They Say the Definition of Madness Is Doing the Same Thing and Expecting a Different Result

Same club, same tournament on consecutive days. We’re down to the bubble at the final table.

On the first day, I’m doing OK. Not hugely stacked, but pretty comfortable. A discussion has been brewing about paying a double bubble, but seat 1 is against it, the pot’s too small. Then he loses a chunk and he’s one of the short stacks.

He’s on the bubble in a hand where action folds to him and he shoves all-in. The small blind re-shoves for somewhere over 20K. I’m in the big blind with about twice that. I’ve got [kx kx]. I don’t even think about throwing them away, so you?

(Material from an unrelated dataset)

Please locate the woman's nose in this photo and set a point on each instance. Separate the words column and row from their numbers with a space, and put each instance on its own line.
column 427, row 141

I’m up against [ax 6x] and [ax 9x]. The board runs out a straight to the nine, and I’m down to around 20K, which doesn’t sound so bad, except blinds are 3K/6K. I end up out in fifth place and don’t even make the bubble money. If I’d folded the kings I would likely have made second or third at least.

The next day, we’re at to six players and the bubble. A small stack in the middle of the pack goes all-in, one of the chip leaders calls him, and once again, I’m in the big blind with [kx kx].  I have to think long (well, it felt like a long time) and hard about it before I make the call. I could easily be out again, since I’m covered. This time, though, the kings are good, I triple up and end up in the final chop.